Remembering Jerry: Agile Impressions

It’s been five years since – sadly – Gerald M. “Jerry” Weinberg passed away. Ever since then, I struggled with some public mourning about him, until recently I had just the right idea. I already covered Jerry’s physical books in the past year. There are some gems left in some of the books he later published on Leanpub. This week, I will dive into Agile Impressions. (You can get most of the content of the physical books I reviewed on Leanpub as well – some might have a slightly different name.)

I recall that I read an early of this book when Jerry was writing it – providing him with feedback on aspects. I just realized I never came back to revisit the final version that he published.

That said, from his mere 60 years of experience in the technical industry, Jerry offers his perspective on the many things he finds in the Agile cosmos. Of course, he picks up on the Agile Manifesto, not only the values but also the principles. Beyond that, I recall a very critical view from Jerry on the Agile space.

But beyond that, Jerry offers what has served him well in his experience. Of course, there are those misunderstood concepts in the Agile sphere as well. You may call them Scrum-but, Water-Scrum-Fall, or Dark Agile, yet, they do exist in the field. Pretty much the same fallacies happened to structured programming, software engineering, yada, yada, yada. Jerry has been around to see most of the current fallacies happening before.

From this perspective, I started to think more critically about things happening in the Agile world. Some worries of mine turned out to become true – others not so much. In general, I think we would be wise not to disregard such warnings, yet, try to overcome them and incorporate those lessons stemming from 60 years of experience into our work.
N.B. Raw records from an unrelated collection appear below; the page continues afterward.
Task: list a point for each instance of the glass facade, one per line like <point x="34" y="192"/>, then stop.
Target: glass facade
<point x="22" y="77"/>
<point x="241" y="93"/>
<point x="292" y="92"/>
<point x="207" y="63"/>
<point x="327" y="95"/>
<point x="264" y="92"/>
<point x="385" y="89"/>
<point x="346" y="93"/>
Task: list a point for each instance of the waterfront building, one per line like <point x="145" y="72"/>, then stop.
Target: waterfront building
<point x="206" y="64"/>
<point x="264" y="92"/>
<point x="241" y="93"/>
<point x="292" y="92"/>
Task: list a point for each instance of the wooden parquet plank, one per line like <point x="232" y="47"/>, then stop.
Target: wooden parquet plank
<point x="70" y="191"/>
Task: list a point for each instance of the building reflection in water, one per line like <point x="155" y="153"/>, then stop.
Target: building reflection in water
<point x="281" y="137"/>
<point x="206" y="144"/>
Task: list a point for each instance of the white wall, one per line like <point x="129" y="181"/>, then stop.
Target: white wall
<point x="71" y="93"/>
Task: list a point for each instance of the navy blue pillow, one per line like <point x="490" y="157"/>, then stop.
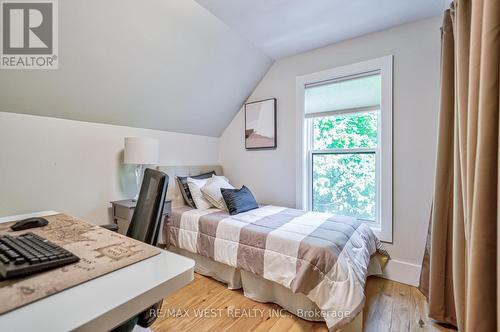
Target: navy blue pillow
<point x="239" y="200"/>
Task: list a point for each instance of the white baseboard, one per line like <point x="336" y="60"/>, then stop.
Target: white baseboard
<point x="404" y="272"/>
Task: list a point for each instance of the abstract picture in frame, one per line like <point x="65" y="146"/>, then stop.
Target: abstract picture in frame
<point x="260" y="124"/>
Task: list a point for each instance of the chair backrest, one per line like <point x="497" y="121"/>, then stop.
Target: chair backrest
<point x="146" y="221"/>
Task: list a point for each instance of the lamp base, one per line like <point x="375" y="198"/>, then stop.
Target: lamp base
<point x="139" y="173"/>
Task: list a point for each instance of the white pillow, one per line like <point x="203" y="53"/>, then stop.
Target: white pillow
<point x="211" y="191"/>
<point x="221" y="177"/>
<point x="195" y="189"/>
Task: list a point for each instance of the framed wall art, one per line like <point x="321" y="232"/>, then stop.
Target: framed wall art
<point x="260" y="125"/>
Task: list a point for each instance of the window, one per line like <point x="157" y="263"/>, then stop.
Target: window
<point x="345" y="156"/>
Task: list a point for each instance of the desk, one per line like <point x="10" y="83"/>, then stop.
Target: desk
<point x="102" y="303"/>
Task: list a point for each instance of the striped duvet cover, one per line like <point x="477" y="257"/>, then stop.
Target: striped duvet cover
<point x="322" y="256"/>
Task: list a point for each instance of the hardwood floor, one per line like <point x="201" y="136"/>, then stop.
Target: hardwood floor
<point x="207" y="305"/>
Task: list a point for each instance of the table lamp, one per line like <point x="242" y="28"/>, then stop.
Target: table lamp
<point x="140" y="151"/>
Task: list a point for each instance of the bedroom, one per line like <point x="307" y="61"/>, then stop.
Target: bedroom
<point x="313" y="115"/>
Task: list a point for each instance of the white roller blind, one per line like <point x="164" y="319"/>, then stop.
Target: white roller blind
<point x="346" y="94"/>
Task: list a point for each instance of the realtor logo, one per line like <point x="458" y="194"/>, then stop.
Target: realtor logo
<point x="29" y="35"/>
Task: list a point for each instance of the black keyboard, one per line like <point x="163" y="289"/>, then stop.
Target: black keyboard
<point x="30" y="253"/>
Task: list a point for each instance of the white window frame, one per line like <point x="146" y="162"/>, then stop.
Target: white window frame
<point x="384" y="65"/>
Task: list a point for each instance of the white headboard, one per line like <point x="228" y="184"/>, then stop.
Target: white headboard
<point x="173" y="191"/>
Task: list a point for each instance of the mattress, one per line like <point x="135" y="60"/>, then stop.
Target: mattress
<point x="321" y="256"/>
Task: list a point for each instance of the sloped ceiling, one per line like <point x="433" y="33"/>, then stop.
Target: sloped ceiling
<point x="160" y="64"/>
<point x="285" y="27"/>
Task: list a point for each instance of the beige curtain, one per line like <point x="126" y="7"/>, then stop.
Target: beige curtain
<point x="461" y="264"/>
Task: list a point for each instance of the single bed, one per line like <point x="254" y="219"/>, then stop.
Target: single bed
<point x="312" y="264"/>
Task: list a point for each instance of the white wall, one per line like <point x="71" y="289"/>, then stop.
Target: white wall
<point x="77" y="167"/>
<point x="271" y="174"/>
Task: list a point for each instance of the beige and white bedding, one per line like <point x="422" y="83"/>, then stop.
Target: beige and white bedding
<point x="322" y="256"/>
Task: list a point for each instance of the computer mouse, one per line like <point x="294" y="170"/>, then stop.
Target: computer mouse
<point x="29" y="223"/>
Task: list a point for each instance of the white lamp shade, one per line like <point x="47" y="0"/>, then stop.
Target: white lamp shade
<point x="141" y="151"/>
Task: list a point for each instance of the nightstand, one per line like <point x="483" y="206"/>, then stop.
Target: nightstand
<point x="124" y="210"/>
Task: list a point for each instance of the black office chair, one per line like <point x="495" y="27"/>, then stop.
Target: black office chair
<point x="145" y="227"/>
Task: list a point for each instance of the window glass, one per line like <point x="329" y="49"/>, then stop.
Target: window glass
<point x="344" y="184"/>
<point x="346" y="131"/>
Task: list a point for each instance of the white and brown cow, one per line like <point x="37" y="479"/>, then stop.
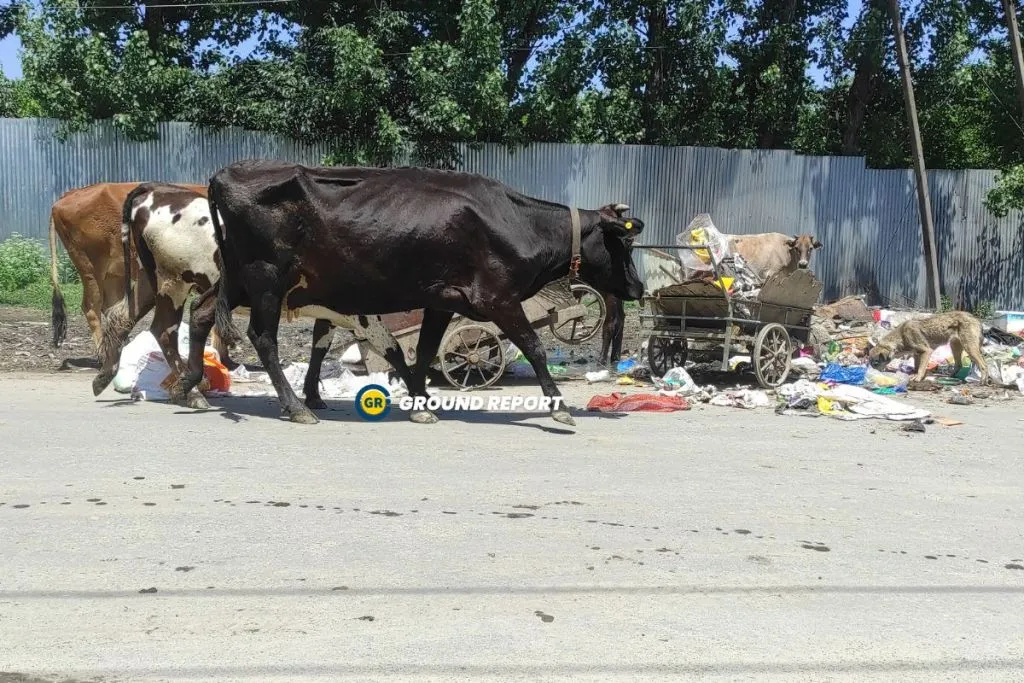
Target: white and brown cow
<point x="769" y="253"/>
<point x="176" y="253"/>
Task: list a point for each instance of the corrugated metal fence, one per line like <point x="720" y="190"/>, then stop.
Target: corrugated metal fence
<point x="866" y="219"/>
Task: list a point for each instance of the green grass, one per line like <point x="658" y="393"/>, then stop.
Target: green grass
<point x="39" y="295"/>
<point x="25" y="275"/>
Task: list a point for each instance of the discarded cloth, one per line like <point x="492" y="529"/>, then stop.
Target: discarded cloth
<point x="647" y="402"/>
<point x="134" y="354"/>
<point x="850" y="402"/>
<point x="844" y="402"/>
<point x="144" y="373"/>
<point x="837" y="373"/>
<point x="155" y="377"/>
<point x="679" y="382"/>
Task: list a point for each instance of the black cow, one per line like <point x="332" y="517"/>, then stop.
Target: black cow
<point x="338" y="242"/>
<point x="611" y="331"/>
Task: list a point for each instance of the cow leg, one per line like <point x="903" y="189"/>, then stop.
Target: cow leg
<point x="263" y="323"/>
<point x="957" y="350"/>
<point x="217" y="342"/>
<point x="201" y="319"/>
<point x="115" y="329"/>
<point x="431" y="330"/>
<point x="383" y="342"/>
<point x="921" y="364"/>
<point x="515" y="326"/>
<point x="323" y="336"/>
<point x="166" y="321"/>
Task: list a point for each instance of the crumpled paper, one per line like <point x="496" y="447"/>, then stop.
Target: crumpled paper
<point x="845" y="401"/>
<point x="749" y="398"/>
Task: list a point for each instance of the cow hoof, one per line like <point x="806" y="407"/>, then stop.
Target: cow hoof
<point x="563" y="417"/>
<point x="423" y="418"/>
<point x="315" y="403"/>
<point x="100" y="382"/>
<point x="303" y="418"/>
<point x="198" y="402"/>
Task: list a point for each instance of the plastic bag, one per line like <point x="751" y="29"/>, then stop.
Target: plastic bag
<point x="647" y="402"/>
<point x="701" y="231"/>
<point x="680" y="381"/>
<point x="840" y="375"/>
<point x="878" y="380"/>
<point x="626" y="366"/>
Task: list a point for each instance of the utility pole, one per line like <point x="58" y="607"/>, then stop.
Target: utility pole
<point x="1015" y="45"/>
<point x="924" y="202"/>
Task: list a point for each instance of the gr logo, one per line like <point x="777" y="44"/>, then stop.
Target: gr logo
<point x="373" y="402"/>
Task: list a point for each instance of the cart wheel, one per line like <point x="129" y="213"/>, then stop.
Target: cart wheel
<point x="664" y="353"/>
<point x="772" y="355"/>
<point x="579" y="330"/>
<point x="472" y="356"/>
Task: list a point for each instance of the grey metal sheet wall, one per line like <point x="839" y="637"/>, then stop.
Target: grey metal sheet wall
<point x="866" y="219"/>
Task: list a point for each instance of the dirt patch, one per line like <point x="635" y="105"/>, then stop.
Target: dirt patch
<point x="26" y="337"/>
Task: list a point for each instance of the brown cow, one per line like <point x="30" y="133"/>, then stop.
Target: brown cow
<point x="768" y="253"/>
<point x="88" y="223"/>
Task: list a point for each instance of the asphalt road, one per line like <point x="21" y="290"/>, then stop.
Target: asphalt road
<point x="139" y="543"/>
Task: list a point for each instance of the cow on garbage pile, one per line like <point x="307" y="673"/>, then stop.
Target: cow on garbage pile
<point x="337" y="242"/>
<point x="769" y="253"/>
<point x="87" y="220"/>
<point x="611" y="331"/>
<point x="172" y="235"/>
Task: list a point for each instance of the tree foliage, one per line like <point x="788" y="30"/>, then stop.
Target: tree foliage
<point x="387" y="82"/>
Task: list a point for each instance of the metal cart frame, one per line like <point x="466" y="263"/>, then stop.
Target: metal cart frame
<point x="471" y="355"/>
<point x="767" y="330"/>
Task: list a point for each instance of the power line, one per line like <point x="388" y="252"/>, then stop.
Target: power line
<point x="193" y="4"/>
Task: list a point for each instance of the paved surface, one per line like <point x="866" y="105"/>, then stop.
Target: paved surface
<point x="140" y="543"/>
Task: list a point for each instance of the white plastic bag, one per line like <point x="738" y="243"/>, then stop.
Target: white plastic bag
<point x="679" y="381"/>
<point x="701" y="231"/>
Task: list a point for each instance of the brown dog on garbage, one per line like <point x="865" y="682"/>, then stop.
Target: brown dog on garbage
<point x="922" y="336"/>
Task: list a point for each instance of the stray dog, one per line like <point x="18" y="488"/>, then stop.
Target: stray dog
<point x="922" y="336"/>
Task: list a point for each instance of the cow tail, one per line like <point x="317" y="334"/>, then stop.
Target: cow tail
<point x="118" y="321"/>
<point x="222" y="309"/>
<point x="58" y="315"/>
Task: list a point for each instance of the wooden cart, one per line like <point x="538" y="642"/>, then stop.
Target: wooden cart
<point x="471" y="354"/>
<point x="702" y="322"/>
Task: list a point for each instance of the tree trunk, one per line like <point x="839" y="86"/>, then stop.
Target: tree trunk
<point x="519" y="55"/>
<point x="657" y="24"/>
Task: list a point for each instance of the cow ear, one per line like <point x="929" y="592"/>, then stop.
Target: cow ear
<point x="614" y="210"/>
<point x="623" y="227"/>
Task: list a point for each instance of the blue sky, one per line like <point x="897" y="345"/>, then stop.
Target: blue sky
<point x="11" y="66"/>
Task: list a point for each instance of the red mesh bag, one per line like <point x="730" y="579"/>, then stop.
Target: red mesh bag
<point x="649" y="402"/>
I’m probably illusional, so I will stop my ill-fated illusions and dreaming ups of a better future for the time being.

Some personal gem

In 2015 I interviewed Jerry on a couple of questions for our agile review magazine. I asked him whether I could publish the whole English version on my blog as well. In the first question, I had to ask him about this book. Here’s the relevant excerpt from that interview:

Jerry, you have been around in software development for roughly the past 60 years. That’s a long time, and you certainly have seen one or another trend passing by in all these years. Recently you reflected on your personal impressions on Agile in a book that you called Agile Impressions. What are your thoughts about the recent up-rising of so called Agile methodologies?

My gut reaction is ” Another software development fad.” Then, after about ten seconds, my brain gets in gear, and I think, “Well, these periodic fads seem to be the way we advance the practice of software development, so let’s see what Agile has to offer.” Then I study the contents of the Agile approach and realize that most of it is good stuff I’ve been preaching about for those 60 years. I should pitch in an help spread the word.

As I observe teams that call themselves “Agile,” I see the same problems that other fads have experienced: people miss the point that Agile is a system. They adopt the practices selectively, omitting the ones that aren’t obvious to them. For instance, the team has a bit of trouble keeping in contact with their customer surrogate, so they slip back to the practice of guessing what the customers want. Or, they “save time” by not reviewing all parts of the product they’re building. Little by little, they slip into what they probably call “Agile-like” or “modified-Agile.” Then they report that “Agile doesn’t make all that much difference.”